Nonviral receptor-mediated gene transfer systems with improved nuclear import characteristics

Research project P 14289 DNA complexes for improved nuclear import Ernst WAGNER 06.03.2000 Nonviral receptor-mediated gene transfer systems with improved nuclear import characteristics Increasing numbers of clinical protocols utilize nonviral gene transfer systems. However, the lack of effective vectors is a major bottleneck for progress in somatic gene therapy. As previously demonstrated by several research groups including our lab, one major barrier for nonviral gene transfer particles (in contrast to e.g. recombinant adenovirus) is the import into the nucleus of cells. While dividing cells could incorporate the exogenous DNA passively into the nucleus during mitosis, specific nuclear import mechanisms are considered to be necessary in slowly dividing or non-dividing cells. Motifs of nuclear import peptide signals have been described that are recognized either directly by a transport receptor or indirectly via special adapters (importins and transportins) mediating interaction with the nuclear pore complex and triggering translocation through the pore into the nucleus. The aim of our studies is the design and characterization of novel gene transfer systems with improved efficiency for nuclear import. These gene transfer systems are based on DNA/ligand-polycation complexes with cell-binding ligands for receptor-mediated uptake and functions for enhanced endosomal release and protection of the DNA against degradation. Nuclear import elements will be incorporated by i) providing the DNA with a nucleic acid cassette able to bind to host cell factors that are subject to the nuclear import machinery ii) covalently coupling an import signal to the DNA or iii) binding an import signal to the DNA by adapter molecules such as peptide nucleic acids, polycations, or intercalating agents. The new gene transfer systems will be tested in vitro (including evaluation in normal cells and tumor cells, and in a centrifugal elutriation protocol) and in vivo in two murine models (systemic delivery of DNA complexes into tumors; and DNA delivery into the skin of mice).
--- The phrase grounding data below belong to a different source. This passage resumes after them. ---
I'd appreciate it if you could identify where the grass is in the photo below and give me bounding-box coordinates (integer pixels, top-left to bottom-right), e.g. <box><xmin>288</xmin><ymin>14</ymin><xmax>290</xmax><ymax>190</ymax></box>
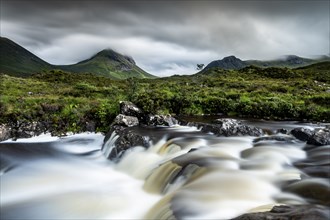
<box><xmin>1</xmin><ymin>62</ymin><xmax>329</xmax><ymax>134</ymax></box>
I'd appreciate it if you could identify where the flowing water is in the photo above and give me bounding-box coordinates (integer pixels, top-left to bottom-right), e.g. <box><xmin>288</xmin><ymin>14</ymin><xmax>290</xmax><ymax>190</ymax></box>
<box><xmin>0</xmin><ymin>121</ymin><xmax>329</xmax><ymax>219</ymax></box>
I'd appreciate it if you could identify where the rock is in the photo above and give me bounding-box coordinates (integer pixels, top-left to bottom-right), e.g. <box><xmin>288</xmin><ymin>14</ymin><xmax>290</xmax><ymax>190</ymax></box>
<box><xmin>232</xmin><ymin>205</ymin><xmax>330</xmax><ymax>220</ymax></box>
<box><xmin>102</xmin><ymin>125</ymin><xmax>150</xmax><ymax>160</ymax></box>
<box><xmin>10</xmin><ymin>121</ymin><xmax>46</xmax><ymax>140</ymax></box>
<box><xmin>283</xmin><ymin>179</ymin><xmax>330</xmax><ymax>207</ymax></box>
<box><xmin>188</xmin><ymin>119</ymin><xmax>263</xmax><ymax>137</ymax></box>
<box><xmin>0</xmin><ymin>124</ymin><xmax>11</xmax><ymax>141</ymax></box>
<box><xmin>290</xmin><ymin>127</ymin><xmax>314</xmax><ymax>142</ymax></box>
<box><xmin>253</xmin><ymin>135</ymin><xmax>296</xmax><ymax>144</ymax></box>
<box><xmin>143</xmin><ymin>114</ymin><xmax>178</xmax><ymax>127</ymax></box>
<box><xmin>276</xmin><ymin>128</ymin><xmax>288</xmax><ymax>134</ymax></box>
<box><xmin>119</xmin><ymin>101</ymin><xmax>144</xmax><ymax>119</ymax></box>
<box><xmin>307</xmin><ymin>128</ymin><xmax>330</xmax><ymax>146</ymax></box>
<box><xmin>113</xmin><ymin>114</ymin><xmax>139</xmax><ymax>127</ymax></box>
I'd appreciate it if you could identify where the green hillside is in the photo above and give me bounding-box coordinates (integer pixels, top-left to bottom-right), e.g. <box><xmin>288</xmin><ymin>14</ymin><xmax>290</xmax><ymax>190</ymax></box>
<box><xmin>57</xmin><ymin>49</ymin><xmax>155</xmax><ymax>79</ymax></box>
<box><xmin>0</xmin><ymin>37</ymin><xmax>52</xmax><ymax>77</ymax></box>
<box><xmin>0</xmin><ymin>37</ymin><xmax>155</xmax><ymax>79</ymax></box>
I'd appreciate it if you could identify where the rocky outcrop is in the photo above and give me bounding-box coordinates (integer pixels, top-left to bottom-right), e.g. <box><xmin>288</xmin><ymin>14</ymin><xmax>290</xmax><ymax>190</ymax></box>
<box><xmin>103</xmin><ymin>125</ymin><xmax>150</xmax><ymax>160</ymax></box>
<box><xmin>187</xmin><ymin>119</ymin><xmax>263</xmax><ymax>137</ymax></box>
<box><xmin>143</xmin><ymin>114</ymin><xmax>179</xmax><ymax>127</ymax></box>
<box><xmin>307</xmin><ymin>128</ymin><xmax>330</xmax><ymax>146</ymax></box>
<box><xmin>113</xmin><ymin>114</ymin><xmax>139</xmax><ymax>127</ymax></box>
<box><xmin>290</xmin><ymin>127</ymin><xmax>314</xmax><ymax>142</ymax></box>
<box><xmin>232</xmin><ymin>205</ymin><xmax>330</xmax><ymax>220</ymax></box>
<box><xmin>0</xmin><ymin>124</ymin><xmax>11</xmax><ymax>141</ymax></box>
<box><xmin>119</xmin><ymin>101</ymin><xmax>179</xmax><ymax>127</ymax></box>
<box><xmin>119</xmin><ymin>101</ymin><xmax>144</xmax><ymax>119</ymax></box>
<box><xmin>288</xmin><ymin>126</ymin><xmax>330</xmax><ymax>146</ymax></box>
<box><xmin>102</xmin><ymin>101</ymin><xmax>179</xmax><ymax>160</ymax></box>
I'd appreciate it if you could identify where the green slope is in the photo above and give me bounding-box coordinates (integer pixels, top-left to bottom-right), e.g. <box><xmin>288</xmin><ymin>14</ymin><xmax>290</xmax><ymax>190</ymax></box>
<box><xmin>0</xmin><ymin>37</ymin><xmax>155</xmax><ymax>79</ymax></box>
<box><xmin>0</xmin><ymin>37</ymin><xmax>52</xmax><ymax>76</ymax></box>
<box><xmin>57</xmin><ymin>49</ymin><xmax>155</xmax><ymax>79</ymax></box>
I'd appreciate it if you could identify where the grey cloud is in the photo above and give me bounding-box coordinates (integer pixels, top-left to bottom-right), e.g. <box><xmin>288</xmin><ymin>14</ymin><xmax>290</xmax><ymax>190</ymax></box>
<box><xmin>1</xmin><ymin>0</ymin><xmax>329</xmax><ymax>76</ymax></box>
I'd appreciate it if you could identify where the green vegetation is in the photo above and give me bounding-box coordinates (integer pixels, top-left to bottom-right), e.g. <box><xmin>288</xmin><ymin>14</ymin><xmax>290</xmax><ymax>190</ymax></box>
<box><xmin>56</xmin><ymin>49</ymin><xmax>156</xmax><ymax>79</ymax></box>
<box><xmin>0</xmin><ymin>37</ymin><xmax>52</xmax><ymax>76</ymax></box>
<box><xmin>0</xmin><ymin>62</ymin><xmax>330</xmax><ymax>132</ymax></box>
<box><xmin>0</xmin><ymin>37</ymin><xmax>155</xmax><ymax>79</ymax></box>
<box><xmin>1</xmin><ymin>62</ymin><xmax>329</xmax><ymax>134</ymax></box>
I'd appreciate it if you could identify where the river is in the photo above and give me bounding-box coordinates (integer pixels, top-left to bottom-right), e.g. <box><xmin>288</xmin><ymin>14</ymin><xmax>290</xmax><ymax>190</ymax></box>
<box><xmin>0</xmin><ymin>121</ymin><xmax>329</xmax><ymax>219</ymax></box>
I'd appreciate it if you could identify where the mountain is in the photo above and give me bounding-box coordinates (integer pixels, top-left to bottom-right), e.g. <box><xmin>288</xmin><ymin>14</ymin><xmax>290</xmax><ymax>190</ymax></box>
<box><xmin>0</xmin><ymin>37</ymin><xmax>52</xmax><ymax>76</ymax></box>
<box><xmin>57</xmin><ymin>49</ymin><xmax>155</xmax><ymax>79</ymax></box>
<box><xmin>203</xmin><ymin>55</ymin><xmax>330</xmax><ymax>71</ymax></box>
<box><xmin>204</xmin><ymin>56</ymin><xmax>247</xmax><ymax>70</ymax></box>
<box><xmin>245</xmin><ymin>55</ymin><xmax>318</xmax><ymax>68</ymax></box>
<box><xmin>0</xmin><ymin>37</ymin><xmax>155</xmax><ymax>79</ymax></box>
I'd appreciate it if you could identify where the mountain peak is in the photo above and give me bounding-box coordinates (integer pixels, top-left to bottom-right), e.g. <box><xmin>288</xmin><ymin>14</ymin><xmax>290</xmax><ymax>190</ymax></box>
<box><xmin>92</xmin><ymin>49</ymin><xmax>135</xmax><ymax>65</ymax></box>
<box><xmin>1</xmin><ymin>37</ymin><xmax>154</xmax><ymax>79</ymax></box>
<box><xmin>204</xmin><ymin>55</ymin><xmax>246</xmax><ymax>70</ymax></box>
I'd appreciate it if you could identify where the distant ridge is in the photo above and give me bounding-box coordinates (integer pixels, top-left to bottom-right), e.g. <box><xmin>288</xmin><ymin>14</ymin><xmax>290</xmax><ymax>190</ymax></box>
<box><xmin>203</xmin><ymin>54</ymin><xmax>330</xmax><ymax>71</ymax></box>
<box><xmin>0</xmin><ymin>37</ymin><xmax>155</xmax><ymax>79</ymax></box>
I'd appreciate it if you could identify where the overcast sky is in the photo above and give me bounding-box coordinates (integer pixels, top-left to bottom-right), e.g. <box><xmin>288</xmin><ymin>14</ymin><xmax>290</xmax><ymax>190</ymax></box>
<box><xmin>1</xmin><ymin>0</ymin><xmax>329</xmax><ymax>76</ymax></box>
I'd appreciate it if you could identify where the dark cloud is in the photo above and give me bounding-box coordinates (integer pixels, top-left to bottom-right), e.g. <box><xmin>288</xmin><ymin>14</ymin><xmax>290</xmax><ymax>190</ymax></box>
<box><xmin>1</xmin><ymin>0</ymin><xmax>329</xmax><ymax>76</ymax></box>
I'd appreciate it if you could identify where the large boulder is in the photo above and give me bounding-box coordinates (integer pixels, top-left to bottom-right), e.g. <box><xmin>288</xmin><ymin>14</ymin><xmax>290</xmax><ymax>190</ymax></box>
<box><xmin>113</xmin><ymin>114</ymin><xmax>139</xmax><ymax>127</ymax></box>
<box><xmin>290</xmin><ymin>127</ymin><xmax>314</xmax><ymax>142</ymax></box>
<box><xmin>119</xmin><ymin>101</ymin><xmax>144</xmax><ymax>119</ymax></box>
<box><xmin>307</xmin><ymin>128</ymin><xmax>330</xmax><ymax>146</ymax></box>
<box><xmin>232</xmin><ymin>205</ymin><xmax>330</xmax><ymax>220</ymax></box>
<box><xmin>188</xmin><ymin>119</ymin><xmax>263</xmax><ymax>137</ymax></box>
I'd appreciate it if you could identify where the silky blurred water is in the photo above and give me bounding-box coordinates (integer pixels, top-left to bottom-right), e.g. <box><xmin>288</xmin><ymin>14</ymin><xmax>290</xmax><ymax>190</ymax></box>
<box><xmin>1</xmin><ymin>122</ymin><xmax>329</xmax><ymax>219</ymax></box>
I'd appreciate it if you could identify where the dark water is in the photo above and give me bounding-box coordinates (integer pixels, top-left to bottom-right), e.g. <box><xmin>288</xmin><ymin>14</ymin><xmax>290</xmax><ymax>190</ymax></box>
<box><xmin>1</xmin><ymin>121</ymin><xmax>329</xmax><ymax>219</ymax></box>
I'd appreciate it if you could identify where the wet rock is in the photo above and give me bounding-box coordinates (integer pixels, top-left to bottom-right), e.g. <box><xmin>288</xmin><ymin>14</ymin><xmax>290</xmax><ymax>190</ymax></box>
<box><xmin>84</xmin><ymin>121</ymin><xmax>96</xmax><ymax>132</ymax></box>
<box><xmin>276</xmin><ymin>128</ymin><xmax>288</xmax><ymax>134</ymax></box>
<box><xmin>119</xmin><ymin>101</ymin><xmax>144</xmax><ymax>119</ymax></box>
<box><xmin>283</xmin><ymin>179</ymin><xmax>330</xmax><ymax>207</ymax></box>
<box><xmin>0</xmin><ymin>124</ymin><xmax>11</xmax><ymax>141</ymax></box>
<box><xmin>113</xmin><ymin>114</ymin><xmax>139</xmax><ymax>127</ymax></box>
<box><xmin>253</xmin><ymin>135</ymin><xmax>296</xmax><ymax>144</ymax></box>
<box><xmin>188</xmin><ymin>119</ymin><xmax>263</xmax><ymax>137</ymax></box>
<box><xmin>290</xmin><ymin>127</ymin><xmax>314</xmax><ymax>142</ymax></box>
<box><xmin>143</xmin><ymin>114</ymin><xmax>178</xmax><ymax>127</ymax></box>
<box><xmin>10</xmin><ymin>121</ymin><xmax>46</xmax><ymax>140</ymax></box>
<box><xmin>232</xmin><ymin>205</ymin><xmax>330</xmax><ymax>220</ymax></box>
<box><xmin>102</xmin><ymin>125</ymin><xmax>150</xmax><ymax>160</ymax></box>
<box><xmin>307</xmin><ymin>128</ymin><xmax>330</xmax><ymax>146</ymax></box>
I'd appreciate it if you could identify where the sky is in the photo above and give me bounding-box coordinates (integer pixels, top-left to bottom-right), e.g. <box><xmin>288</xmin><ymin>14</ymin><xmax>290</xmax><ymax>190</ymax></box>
<box><xmin>1</xmin><ymin>0</ymin><xmax>329</xmax><ymax>77</ymax></box>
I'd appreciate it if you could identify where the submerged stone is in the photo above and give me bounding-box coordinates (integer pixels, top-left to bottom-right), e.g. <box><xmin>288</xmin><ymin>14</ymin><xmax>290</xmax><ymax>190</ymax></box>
<box><xmin>232</xmin><ymin>205</ymin><xmax>330</xmax><ymax>220</ymax></box>
<box><xmin>187</xmin><ymin>119</ymin><xmax>263</xmax><ymax>137</ymax></box>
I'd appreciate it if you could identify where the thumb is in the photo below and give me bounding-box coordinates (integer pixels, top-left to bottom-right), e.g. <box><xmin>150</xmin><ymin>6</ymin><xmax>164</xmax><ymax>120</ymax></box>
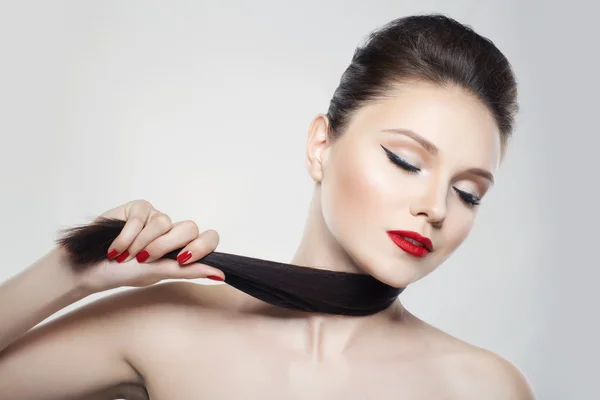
<box><xmin>167</xmin><ymin>261</ymin><xmax>225</xmax><ymax>281</ymax></box>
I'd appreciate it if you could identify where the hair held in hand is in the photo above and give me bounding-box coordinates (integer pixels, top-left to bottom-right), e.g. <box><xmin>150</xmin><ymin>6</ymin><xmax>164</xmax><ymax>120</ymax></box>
<box><xmin>55</xmin><ymin>217</ymin><xmax>404</xmax><ymax>316</ymax></box>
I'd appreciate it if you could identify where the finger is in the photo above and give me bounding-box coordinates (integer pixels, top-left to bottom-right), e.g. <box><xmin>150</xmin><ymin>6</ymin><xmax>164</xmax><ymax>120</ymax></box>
<box><xmin>175</xmin><ymin>229</ymin><xmax>219</xmax><ymax>266</ymax></box>
<box><xmin>168</xmin><ymin>261</ymin><xmax>225</xmax><ymax>281</ymax></box>
<box><xmin>106</xmin><ymin>200</ymin><xmax>153</xmax><ymax>260</ymax></box>
<box><xmin>133</xmin><ymin>219</ymin><xmax>196</xmax><ymax>263</ymax></box>
<box><xmin>142</xmin><ymin>257</ymin><xmax>224</xmax><ymax>281</ymax></box>
<box><xmin>116</xmin><ymin>212</ymin><xmax>173</xmax><ymax>263</ymax></box>
<box><xmin>99</xmin><ymin>199</ymin><xmax>147</xmax><ymax>220</ymax></box>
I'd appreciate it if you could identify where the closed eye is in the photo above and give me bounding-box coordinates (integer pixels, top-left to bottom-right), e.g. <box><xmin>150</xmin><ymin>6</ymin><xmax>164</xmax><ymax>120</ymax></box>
<box><xmin>381</xmin><ymin>145</ymin><xmax>420</xmax><ymax>173</ymax></box>
<box><xmin>453</xmin><ymin>187</ymin><xmax>481</xmax><ymax>207</ymax></box>
<box><xmin>382</xmin><ymin>144</ymin><xmax>482</xmax><ymax>208</ymax></box>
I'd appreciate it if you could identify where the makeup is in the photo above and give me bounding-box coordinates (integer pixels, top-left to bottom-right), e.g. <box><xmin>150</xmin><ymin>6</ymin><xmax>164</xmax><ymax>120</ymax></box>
<box><xmin>386</xmin><ymin>230</ymin><xmax>433</xmax><ymax>258</ymax></box>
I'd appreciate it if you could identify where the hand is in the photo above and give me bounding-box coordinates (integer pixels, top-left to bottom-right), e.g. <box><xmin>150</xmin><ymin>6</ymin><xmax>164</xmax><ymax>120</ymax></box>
<box><xmin>68</xmin><ymin>199</ymin><xmax>224</xmax><ymax>293</ymax></box>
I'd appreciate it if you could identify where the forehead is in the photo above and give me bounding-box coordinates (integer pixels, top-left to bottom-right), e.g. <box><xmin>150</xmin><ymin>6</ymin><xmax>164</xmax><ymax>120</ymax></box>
<box><xmin>347</xmin><ymin>81</ymin><xmax>502</xmax><ymax>171</ymax></box>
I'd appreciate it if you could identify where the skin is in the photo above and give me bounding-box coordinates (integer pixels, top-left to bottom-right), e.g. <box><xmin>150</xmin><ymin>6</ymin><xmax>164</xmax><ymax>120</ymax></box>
<box><xmin>0</xmin><ymin>81</ymin><xmax>536</xmax><ymax>399</ymax></box>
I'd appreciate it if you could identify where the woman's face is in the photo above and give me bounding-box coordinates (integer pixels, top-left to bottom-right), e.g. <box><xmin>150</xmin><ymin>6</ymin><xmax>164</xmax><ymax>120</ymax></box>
<box><xmin>310</xmin><ymin>81</ymin><xmax>502</xmax><ymax>287</ymax></box>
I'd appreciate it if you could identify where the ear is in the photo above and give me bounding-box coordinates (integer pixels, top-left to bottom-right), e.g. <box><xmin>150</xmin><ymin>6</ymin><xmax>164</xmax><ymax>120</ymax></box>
<box><xmin>305</xmin><ymin>114</ymin><xmax>332</xmax><ymax>183</ymax></box>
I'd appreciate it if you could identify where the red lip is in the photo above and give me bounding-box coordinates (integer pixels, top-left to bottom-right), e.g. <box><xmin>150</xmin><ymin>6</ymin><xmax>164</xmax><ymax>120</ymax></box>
<box><xmin>387</xmin><ymin>230</ymin><xmax>434</xmax><ymax>258</ymax></box>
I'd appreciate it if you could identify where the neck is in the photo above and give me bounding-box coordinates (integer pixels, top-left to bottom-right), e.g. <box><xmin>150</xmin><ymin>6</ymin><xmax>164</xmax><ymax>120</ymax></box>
<box><xmin>234</xmin><ymin>187</ymin><xmax>407</xmax><ymax>354</ymax></box>
<box><xmin>236</xmin><ymin>287</ymin><xmax>406</xmax><ymax>357</ymax></box>
<box><xmin>290</xmin><ymin>187</ymin><xmax>364</xmax><ymax>274</ymax></box>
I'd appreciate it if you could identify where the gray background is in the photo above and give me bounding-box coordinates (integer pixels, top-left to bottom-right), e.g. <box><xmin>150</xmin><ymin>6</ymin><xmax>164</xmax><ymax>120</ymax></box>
<box><xmin>0</xmin><ymin>1</ymin><xmax>597</xmax><ymax>398</ymax></box>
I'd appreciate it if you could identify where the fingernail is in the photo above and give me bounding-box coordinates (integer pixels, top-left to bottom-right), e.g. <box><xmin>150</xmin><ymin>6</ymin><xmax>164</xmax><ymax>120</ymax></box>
<box><xmin>116</xmin><ymin>250</ymin><xmax>130</xmax><ymax>263</ymax></box>
<box><xmin>136</xmin><ymin>250</ymin><xmax>150</xmax><ymax>263</ymax></box>
<box><xmin>207</xmin><ymin>275</ymin><xmax>224</xmax><ymax>282</ymax></box>
<box><xmin>177</xmin><ymin>251</ymin><xmax>192</xmax><ymax>264</ymax></box>
<box><xmin>107</xmin><ymin>249</ymin><xmax>118</xmax><ymax>259</ymax></box>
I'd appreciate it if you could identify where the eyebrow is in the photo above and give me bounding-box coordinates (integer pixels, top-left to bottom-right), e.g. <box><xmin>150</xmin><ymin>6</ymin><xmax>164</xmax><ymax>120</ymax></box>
<box><xmin>380</xmin><ymin>128</ymin><xmax>495</xmax><ymax>185</ymax></box>
<box><xmin>381</xmin><ymin>128</ymin><xmax>439</xmax><ymax>156</ymax></box>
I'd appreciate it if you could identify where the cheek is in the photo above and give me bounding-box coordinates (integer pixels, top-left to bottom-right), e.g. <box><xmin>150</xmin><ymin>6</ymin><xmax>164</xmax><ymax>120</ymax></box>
<box><xmin>442</xmin><ymin>207</ymin><xmax>476</xmax><ymax>252</ymax></box>
<box><xmin>321</xmin><ymin>147</ymin><xmax>388</xmax><ymax>237</ymax></box>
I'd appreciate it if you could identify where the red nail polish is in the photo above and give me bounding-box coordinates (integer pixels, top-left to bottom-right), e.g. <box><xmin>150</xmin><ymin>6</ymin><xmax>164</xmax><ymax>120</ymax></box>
<box><xmin>207</xmin><ymin>275</ymin><xmax>224</xmax><ymax>281</ymax></box>
<box><xmin>177</xmin><ymin>251</ymin><xmax>192</xmax><ymax>264</ymax></box>
<box><xmin>116</xmin><ymin>250</ymin><xmax>130</xmax><ymax>263</ymax></box>
<box><xmin>136</xmin><ymin>250</ymin><xmax>150</xmax><ymax>263</ymax></box>
<box><xmin>107</xmin><ymin>249</ymin><xmax>118</xmax><ymax>259</ymax></box>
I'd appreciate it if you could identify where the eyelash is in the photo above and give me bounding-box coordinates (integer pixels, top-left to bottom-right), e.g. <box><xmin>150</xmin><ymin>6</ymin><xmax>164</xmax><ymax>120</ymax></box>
<box><xmin>381</xmin><ymin>145</ymin><xmax>420</xmax><ymax>173</ymax></box>
<box><xmin>453</xmin><ymin>187</ymin><xmax>481</xmax><ymax>207</ymax></box>
<box><xmin>381</xmin><ymin>144</ymin><xmax>481</xmax><ymax>207</ymax></box>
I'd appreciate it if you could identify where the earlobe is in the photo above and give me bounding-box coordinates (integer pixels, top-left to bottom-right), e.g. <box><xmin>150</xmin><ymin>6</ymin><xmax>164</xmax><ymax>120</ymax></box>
<box><xmin>305</xmin><ymin>114</ymin><xmax>331</xmax><ymax>183</ymax></box>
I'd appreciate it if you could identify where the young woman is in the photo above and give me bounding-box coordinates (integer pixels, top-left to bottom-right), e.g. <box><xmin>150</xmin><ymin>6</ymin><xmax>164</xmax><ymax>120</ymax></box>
<box><xmin>0</xmin><ymin>14</ymin><xmax>536</xmax><ymax>399</ymax></box>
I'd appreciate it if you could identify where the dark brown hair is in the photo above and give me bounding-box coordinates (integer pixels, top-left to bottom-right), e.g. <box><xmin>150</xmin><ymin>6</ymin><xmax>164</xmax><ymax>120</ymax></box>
<box><xmin>326</xmin><ymin>14</ymin><xmax>518</xmax><ymax>151</ymax></box>
<box><xmin>56</xmin><ymin>217</ymin><xmax>404</xmax><ymax>316</ymax></box>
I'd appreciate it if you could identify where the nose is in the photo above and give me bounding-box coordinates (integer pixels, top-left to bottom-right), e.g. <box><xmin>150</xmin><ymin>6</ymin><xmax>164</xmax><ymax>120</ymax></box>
<box><xmin>409</xmin><ymin>177</ymin><xmax>447</xmax><ymax>227</ymax></box>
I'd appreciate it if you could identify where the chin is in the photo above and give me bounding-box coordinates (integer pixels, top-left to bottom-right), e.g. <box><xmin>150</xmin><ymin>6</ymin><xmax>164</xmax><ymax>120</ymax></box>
<box><xmin>383</xmin><ymin>269</ymin><xmax>420</xmax><ymax>288</ymax></box>
<box><xmin>362</xmin><ymin>256</ymin><xmax>422</xmax><ymax>288</ymax></box>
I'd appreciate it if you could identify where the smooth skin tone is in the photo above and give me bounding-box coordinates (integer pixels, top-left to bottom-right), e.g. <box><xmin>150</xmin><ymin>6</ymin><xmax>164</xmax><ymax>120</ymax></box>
<box><xmin>0</xmin><ymin>81</ymin><xmax>536</xmax><ymax>399</ymax></box>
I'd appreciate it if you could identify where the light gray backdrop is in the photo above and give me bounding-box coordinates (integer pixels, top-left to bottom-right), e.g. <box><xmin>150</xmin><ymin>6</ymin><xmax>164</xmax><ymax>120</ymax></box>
<box><xmin>1</xmin><ymin>1</ymin><xmax>597</xmax><ymax>398</ymax></box>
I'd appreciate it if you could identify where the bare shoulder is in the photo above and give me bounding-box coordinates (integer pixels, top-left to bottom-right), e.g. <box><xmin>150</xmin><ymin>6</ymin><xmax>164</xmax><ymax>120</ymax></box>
<box><xmin>403</xmin><ymin>315</ymin><xmax>536</xmax><ymax>399</ymax></box>
<box><xmin>443</xmin><ymin>347</ymin><xmax>536</xmax><ymax>400</ymax></box>
<box><xmin>0</xmin><ymin>281</ymin><xmax>228</xmax><ymax>400</ymax></box>
<box><xmin>122</xmin><ymin>280</ymin><xmax>244</xmax><ymax>326</ymax></box>
<box><xmin>95</xmin><ymin>280</ymin><xmax>239</xmax><ymax>324</ymax></box>
<box><xmin>21</xmin><ymin>281</ymin><xmax>222</xmax><ymax>341</ymax></box>
<box><xmin>45</xmin><ymin>280</ymin><xmax>239</xmax><ymax>352</ymax></box>
<box><xmin>70</xmin><ymin>281</ymin><xmax>240</xmax><ymax>366</ymax></box>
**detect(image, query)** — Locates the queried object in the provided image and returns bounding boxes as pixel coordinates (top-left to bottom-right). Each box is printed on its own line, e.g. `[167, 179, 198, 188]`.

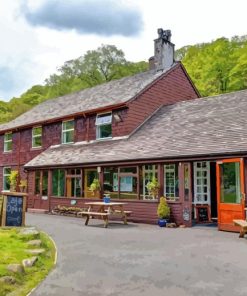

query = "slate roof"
[25, 89, 247, 168]
[0, 66, 174, 132]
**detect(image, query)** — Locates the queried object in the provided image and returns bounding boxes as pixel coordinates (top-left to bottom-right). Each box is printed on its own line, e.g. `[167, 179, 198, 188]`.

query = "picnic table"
[80, 201, 131, 228]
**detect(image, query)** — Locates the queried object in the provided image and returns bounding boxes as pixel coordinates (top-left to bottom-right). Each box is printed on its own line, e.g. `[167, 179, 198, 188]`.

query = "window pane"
[33, 127, 42, 136]
[97, 124, 112, 139]
[96, 113, 112, 125]
[220, 162, 241, 204]
[164, 164, 179, 198]
[42, 171, 48, 196]
[5, 133, 12, 141]
[3, 167, 11, 191]
[63, 130, 74, 143]
[103, 167, 118, 199]
[35, 171, 41, 194]
[140, 165, 158, 200]
[33, 136, 42, 147]
[63, 120, 74, 130]
[52, 169, 65, 196]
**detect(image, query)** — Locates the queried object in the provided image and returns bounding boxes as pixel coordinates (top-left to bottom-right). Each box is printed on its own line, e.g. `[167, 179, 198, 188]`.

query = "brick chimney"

Nonviral gene vectors can efficiently transfer their gene into dividing (mitotic) cells only. A main reason is the inefficiency of crossing the cell nuclear membrane barrier which is prerequisite for transcription and expression. This characteristic presents a real practical problem, as most body cells are non-dividing or slowly dividing, even in pathological cases such as with tumor cells. Aim of the project was the improval of nuclear import for nonviral vectors. For attachment of nuclear localisation (NLS) elements into DNA complexes, we (a) covalently coupled an import signal directly to the DNA or (b) complexed the DNA with an import signal coupled to a polycation, or (c) investigated the influence of the SV40 enhancer/early promoter region on the cell cycle dependence of nonviral gene transfer. The new formulations containing DNA, NLS elements, and the conjugates of transferrin with polycations were tested in standard in transfections protocols. However, incorporation of NLS elements did not show any positive influence on gene transfer of cells in non-mitotic phases of the cell cycle. In contrast, electrical mediated gene transfer (electroporation) was able to transfect nondividing cells and cells in the G1 phase . In addition, special DNA polyplexes containing the linear (but not branched form) form of the polycation polyethylenimine also were able to transfect nondividing cells. In collaboration with M. Ogris (LMU Munich) it was found that incorporation of a membrane-active peptide derived from bee venom melittin also was able to transfer DNA polyplexes out of endosomal vesicles into the nucleus of cells. The gene transfer technology was applied in collaboration with J. Seipelt and E. Küchler for the delivery of novel therapeutic gene expression constructs into human tumor cells. Using bicistronic expression constructs, the cytotoxic activity of human rhinovirus protease 2A was combined with an IRES controlled expression cassette for human interleukin-2. Protease 2A blocks the standard cellular host protein synthesis, but not IRES-controlled protein synthesis. Consistently, high expression of immunomodulatory human interleukin-2 was found despite shut-off of host protein synthesis. This strategy opens a new concept for future cancer gene therapies.